Вероятнее всего, - угадываем мы - укладу. В западных категориях традиции. В этом случае любое новшество (начинание, намерение, дерзание) обязательно вредоносно, ибо нарушает благолепие народной жизни, а судия наш готов стоять за нее насмерть. Это его бредовая идея. То есть - шаровары, гуни, чуни, плахты, порты, сморкание в горсть, плевание от ячменя в глаз, а также словцо "удаль", означающее оживленное состояние наших людей, коему они искренне изумляются, чем и чванятся.
Но это уже апология национального идиотизма, ибо выходит, что первый атарант, показавший односельчанам колесо, тоже был чужд "народу", по каковому случаю кто-то витийствовал, кто-то безмолвствовал, а кто-то бездействовал - ссылка на "народ" чревата ссылкой на каторжные работы...

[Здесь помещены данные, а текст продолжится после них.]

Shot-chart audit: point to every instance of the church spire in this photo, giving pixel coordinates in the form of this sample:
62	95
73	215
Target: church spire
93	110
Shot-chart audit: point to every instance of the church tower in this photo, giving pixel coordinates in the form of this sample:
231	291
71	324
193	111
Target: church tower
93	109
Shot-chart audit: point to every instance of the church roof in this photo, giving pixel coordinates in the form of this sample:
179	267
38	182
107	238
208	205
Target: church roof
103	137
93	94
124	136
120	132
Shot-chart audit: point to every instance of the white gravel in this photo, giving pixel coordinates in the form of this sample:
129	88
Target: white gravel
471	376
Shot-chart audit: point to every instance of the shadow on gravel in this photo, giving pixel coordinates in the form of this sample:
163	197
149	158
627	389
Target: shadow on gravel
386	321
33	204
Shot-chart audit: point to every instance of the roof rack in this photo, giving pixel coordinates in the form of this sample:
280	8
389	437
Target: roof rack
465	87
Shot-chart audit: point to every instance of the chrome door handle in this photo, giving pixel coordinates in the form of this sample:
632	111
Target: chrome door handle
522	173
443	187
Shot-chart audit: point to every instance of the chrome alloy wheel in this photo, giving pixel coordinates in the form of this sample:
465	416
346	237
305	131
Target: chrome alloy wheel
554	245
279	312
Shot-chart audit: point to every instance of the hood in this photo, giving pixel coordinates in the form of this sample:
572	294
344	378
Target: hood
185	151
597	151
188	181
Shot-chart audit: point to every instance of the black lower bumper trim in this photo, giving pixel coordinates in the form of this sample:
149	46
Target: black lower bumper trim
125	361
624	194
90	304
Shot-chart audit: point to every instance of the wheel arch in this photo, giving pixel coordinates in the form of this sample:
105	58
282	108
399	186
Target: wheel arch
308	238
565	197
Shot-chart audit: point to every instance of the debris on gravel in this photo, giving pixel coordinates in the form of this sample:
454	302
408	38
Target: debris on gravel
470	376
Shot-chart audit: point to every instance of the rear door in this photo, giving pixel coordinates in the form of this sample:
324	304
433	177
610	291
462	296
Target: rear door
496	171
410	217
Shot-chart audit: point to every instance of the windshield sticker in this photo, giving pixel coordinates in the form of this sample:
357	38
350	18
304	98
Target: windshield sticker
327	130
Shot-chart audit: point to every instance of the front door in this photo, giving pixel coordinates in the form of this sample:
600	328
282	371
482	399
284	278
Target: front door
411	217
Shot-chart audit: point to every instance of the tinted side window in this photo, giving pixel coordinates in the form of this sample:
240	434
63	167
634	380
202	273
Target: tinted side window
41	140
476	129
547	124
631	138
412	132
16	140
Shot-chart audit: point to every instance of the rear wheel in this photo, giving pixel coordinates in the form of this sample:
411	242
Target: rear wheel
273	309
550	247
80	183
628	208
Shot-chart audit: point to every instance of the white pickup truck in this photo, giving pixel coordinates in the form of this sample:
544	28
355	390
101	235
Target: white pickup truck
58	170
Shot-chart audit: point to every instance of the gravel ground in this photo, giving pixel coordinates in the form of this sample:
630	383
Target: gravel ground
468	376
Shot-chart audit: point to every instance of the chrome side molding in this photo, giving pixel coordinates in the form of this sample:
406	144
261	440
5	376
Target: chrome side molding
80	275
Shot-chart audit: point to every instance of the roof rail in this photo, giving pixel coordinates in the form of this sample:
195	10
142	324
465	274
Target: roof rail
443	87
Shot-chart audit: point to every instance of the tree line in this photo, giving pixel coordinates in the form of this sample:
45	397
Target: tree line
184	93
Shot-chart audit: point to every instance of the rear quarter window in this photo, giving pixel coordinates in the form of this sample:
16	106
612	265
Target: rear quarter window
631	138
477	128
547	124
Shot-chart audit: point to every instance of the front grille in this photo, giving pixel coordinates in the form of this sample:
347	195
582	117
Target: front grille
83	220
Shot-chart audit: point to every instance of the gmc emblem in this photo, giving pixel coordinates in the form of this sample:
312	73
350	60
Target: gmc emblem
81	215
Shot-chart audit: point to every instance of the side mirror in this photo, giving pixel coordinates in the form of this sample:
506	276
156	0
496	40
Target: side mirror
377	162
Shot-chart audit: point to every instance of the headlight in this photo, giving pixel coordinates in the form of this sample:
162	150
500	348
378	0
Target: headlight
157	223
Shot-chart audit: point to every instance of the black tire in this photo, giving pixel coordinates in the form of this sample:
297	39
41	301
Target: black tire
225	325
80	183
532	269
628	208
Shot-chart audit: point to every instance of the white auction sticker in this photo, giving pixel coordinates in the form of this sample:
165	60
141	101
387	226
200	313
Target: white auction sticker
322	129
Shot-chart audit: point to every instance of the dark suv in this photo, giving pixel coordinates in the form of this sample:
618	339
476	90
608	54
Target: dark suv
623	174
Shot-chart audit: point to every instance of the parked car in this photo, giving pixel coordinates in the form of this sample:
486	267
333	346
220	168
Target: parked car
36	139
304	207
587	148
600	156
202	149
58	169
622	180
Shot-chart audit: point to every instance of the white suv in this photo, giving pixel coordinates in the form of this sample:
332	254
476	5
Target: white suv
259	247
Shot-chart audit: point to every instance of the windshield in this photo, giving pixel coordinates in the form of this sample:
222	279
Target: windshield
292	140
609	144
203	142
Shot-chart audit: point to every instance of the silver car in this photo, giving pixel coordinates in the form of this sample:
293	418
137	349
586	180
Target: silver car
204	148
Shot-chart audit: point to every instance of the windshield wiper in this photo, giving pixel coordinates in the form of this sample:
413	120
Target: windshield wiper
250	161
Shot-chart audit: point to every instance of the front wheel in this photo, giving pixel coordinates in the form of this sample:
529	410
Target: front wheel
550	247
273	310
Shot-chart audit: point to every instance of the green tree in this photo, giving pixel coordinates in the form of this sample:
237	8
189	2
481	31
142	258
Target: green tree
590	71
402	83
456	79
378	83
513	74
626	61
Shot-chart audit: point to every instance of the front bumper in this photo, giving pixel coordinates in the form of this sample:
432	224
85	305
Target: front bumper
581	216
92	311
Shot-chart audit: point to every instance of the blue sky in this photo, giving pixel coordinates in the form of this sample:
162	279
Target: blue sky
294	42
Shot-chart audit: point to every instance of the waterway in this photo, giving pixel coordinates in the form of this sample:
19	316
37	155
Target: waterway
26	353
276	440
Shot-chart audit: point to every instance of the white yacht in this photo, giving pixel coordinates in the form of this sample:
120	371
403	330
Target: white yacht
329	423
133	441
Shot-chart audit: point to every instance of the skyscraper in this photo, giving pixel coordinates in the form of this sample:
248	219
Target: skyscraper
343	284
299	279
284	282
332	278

А между тем дел в мире - не переделать. Голодному помоги. Несведущего просвети. Неумелого научи. Растерянного наставь. Отчаявшегося ободри. Любящего не морочь. Что же касается уклада, тут, похоже, только одни японцы и прорвутся в третье тысячелетие.
Увы, наш интеллигент ко всему этому никак не применится. Он - rara avis. Редкая птица.
Помесь пуганой вороны и стреляного воробья.
КОМПЛЕКС ПОЛНОЦЕННОСТИ
Институтские военные сборы были каторжными - целый месяц мы, предназначаемые в саперы, строили мосты, рыли окопы, минировали, взрывали и вдобавок отрабатывали шаг на плацу.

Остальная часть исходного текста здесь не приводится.